With such results, they were also able to show possible mechanism of impaired glucagon secretion in the α cells of T1D patients, which had not been well understood up until then. "This shifts the focus to the α cells and to possible, future therapeutic approaches like an intervention to control glucagon secretion," she says. Nevertheless, she cautions, there are plenty of questions that need to be answered before this new information can be turned into a functional treatment for the disease. "Our study raises a lot of interesting questions to pursue for further research, but more progressive research is required to understand the main cause of T1D."

The study’s findings were published last month in the journal "Cell Reports," with Shrestha serving as first co-author on the paper, "α Cell Function and Gene Expression Are Compromised in Type 1 Diabetes." She is quick to point out, however, that it was a team effort from the start.
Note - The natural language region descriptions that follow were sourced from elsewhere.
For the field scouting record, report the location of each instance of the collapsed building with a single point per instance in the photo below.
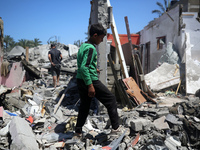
(159, 114)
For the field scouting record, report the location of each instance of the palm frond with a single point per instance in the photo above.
(157, 11)
(161, 6)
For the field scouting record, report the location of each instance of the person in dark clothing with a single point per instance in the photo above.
(55, 57)
(90, 86)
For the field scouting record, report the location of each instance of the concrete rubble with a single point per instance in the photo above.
(28, 120)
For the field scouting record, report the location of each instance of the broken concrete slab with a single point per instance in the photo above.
(22, 135)
(163, 77)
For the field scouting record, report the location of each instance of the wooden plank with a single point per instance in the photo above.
(123, 96)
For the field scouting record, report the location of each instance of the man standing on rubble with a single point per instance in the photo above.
(89, 85)
(55, 57)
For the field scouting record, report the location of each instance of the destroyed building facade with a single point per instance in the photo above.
(181, 28)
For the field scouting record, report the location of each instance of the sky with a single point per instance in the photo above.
(68, 20)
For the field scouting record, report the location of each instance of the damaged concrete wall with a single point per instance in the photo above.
(193, 27)
(192, 69)
(161, 27)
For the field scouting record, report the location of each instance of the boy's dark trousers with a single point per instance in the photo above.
(103, 95)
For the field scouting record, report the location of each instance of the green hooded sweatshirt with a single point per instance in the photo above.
(87, 63)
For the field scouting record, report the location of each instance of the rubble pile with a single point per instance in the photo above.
(29, 120)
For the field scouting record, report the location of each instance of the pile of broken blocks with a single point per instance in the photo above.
(28, 121)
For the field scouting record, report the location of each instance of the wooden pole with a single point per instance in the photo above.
(118, 45)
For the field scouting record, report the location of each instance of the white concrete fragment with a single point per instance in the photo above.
(22, 135)
(160, 123)
(172, 143)
(163, 77)
(4, 131)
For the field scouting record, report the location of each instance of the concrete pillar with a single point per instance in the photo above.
(27, 54)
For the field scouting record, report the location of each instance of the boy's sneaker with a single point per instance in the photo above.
(120, 131)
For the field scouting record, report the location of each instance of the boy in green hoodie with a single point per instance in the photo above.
(89, 85)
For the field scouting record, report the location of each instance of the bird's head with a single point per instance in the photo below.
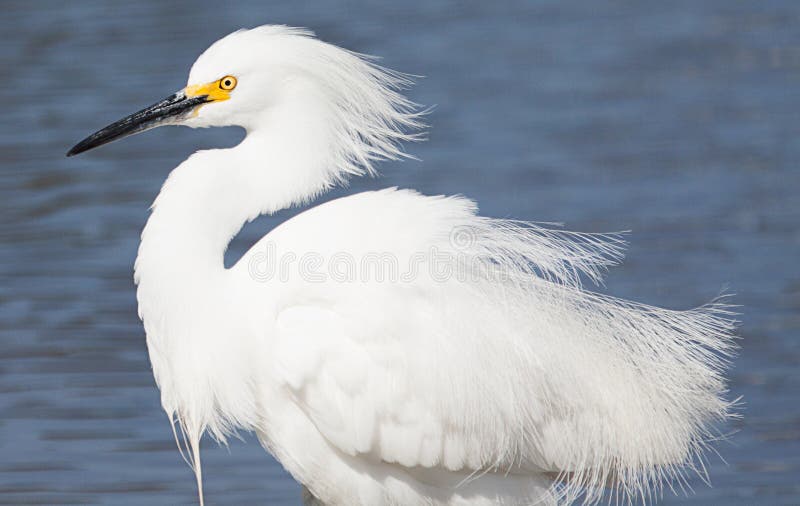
(249, 76)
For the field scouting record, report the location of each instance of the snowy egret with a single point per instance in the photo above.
(390, 347)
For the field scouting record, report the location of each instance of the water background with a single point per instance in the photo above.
(675, 120)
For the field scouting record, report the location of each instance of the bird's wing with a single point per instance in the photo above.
(512, 367)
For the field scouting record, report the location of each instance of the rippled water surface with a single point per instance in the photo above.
(675, 120)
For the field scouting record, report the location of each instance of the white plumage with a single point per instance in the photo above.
(392, 348)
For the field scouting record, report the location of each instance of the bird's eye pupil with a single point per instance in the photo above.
(227, 83)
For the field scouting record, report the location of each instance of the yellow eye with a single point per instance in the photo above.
(227, 83)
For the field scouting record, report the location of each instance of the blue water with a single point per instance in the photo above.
(676, 120)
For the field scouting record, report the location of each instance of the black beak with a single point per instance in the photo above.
(168, 111)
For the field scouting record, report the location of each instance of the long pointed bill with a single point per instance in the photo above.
(169, 111)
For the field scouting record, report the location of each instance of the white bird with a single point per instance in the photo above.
(390, 348)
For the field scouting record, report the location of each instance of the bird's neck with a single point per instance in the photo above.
(185, 294)
(209, 197)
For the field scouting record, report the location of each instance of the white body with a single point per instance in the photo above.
(502, 382)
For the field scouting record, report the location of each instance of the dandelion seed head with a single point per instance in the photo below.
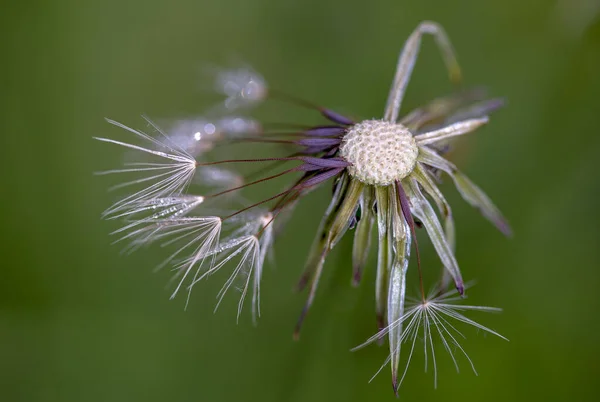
(384, 175)
(380, 152)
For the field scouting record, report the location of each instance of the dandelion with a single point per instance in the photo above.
(384, 172)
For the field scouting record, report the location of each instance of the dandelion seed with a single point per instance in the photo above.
(428, 318)
(384, 174)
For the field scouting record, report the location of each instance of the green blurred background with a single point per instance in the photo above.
(79, 322)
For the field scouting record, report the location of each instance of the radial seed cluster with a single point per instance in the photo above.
(380, 152)
(186, 194)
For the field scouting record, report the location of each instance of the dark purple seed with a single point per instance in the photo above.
(336, 117)
(325, 131)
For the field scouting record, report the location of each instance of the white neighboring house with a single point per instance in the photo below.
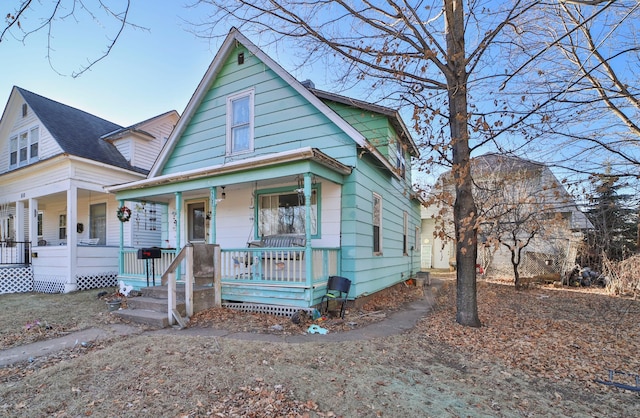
(58, 227)
(547, 253)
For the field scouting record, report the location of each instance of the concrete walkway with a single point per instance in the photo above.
(396, 323)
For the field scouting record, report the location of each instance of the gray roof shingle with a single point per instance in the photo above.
(77, 132)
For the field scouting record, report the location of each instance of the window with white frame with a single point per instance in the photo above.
(377, 224)
(13, 152)
(62, 226)
(34, 139)
(285, 213)
(240, 123)
(24, 148)
(405, 234)
(98, 222)
(40, 216)
(400, 162)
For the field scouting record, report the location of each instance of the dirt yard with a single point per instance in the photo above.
(538, 353)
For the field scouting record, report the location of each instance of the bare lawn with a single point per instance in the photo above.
(539, 353)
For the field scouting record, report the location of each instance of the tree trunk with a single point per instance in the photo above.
(464, 209)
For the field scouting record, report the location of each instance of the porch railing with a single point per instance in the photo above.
(279, 265)
(268, 265)
(132, 267)
(15, 252)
Key to its success were her fellow first co-authors Marcela Brissova, Ph.D., research associate professor of medicine at the Vanderbilt University Medical Center; Vanderbilt University Ph.D. student Diane Saunders and MD/Ph.D. student Rachana Haliyur; and corresponding author Alvin Powers, MD, who serves as the Joe C. Davis Professor of Biomedical Science and director of the Vanderbilt Diabetes Center. "This study is a result of contributions from many investigators all over the country and a deep diabetes expertise at Vanderbilt," she says. "I, my advisor, Shawn Levy, and specialists at the GSL, whom I learn from, were glad to contribute to findings of the paper."

And their collaboration is still not over. "I’m taking this project a little further by looking at genes expressed on a single-cell level," says Shrestha. "It’s a new technology and has been widely applied to studying genes expressed in single cells of normal and diseased tissues in the body." As she explains, traditional gene expression studies typically process thousands of cells at a time and average the expression of a gene across all cells; by contrast, the single-cell approach looks at the genes expressed in every individual cell. "We are only recently learning that no two cells are identical, so we’re not getting the full picture of cell-cell variability with the average approach," she says. "The single-cell approach will give us an understanding of cell-to-cell differences and allow us to find subtle changes in cells, which can lead to different cell functions or identities within a particular cell type, or even unravel new cell types. My hope is that I can leverage this technology to understand the fundamental biology of pancreatic islet cells at high resolution."

As for Shrestha’s plan after graduation, she is hoping to leverage her research experience into a full-time position in the field. "Single-cell research is like any new technology – it comes with its challenges," she says. "Given the opportunity, I would want to pursue a research position to work on addressing those challenges and apply it to diabetic research." Not to mention, working in diabetic research is personal for her. "My family has a history of type 2 diabetes, which is also associated with the dysfunction of islets and abnormal levels of glucose in the body but with different mechanisms," she says. "It definitely helps bring my passion for work to another level when I am studying a disease that has touched my loved ones’ lives and may possibly affect mine in the future."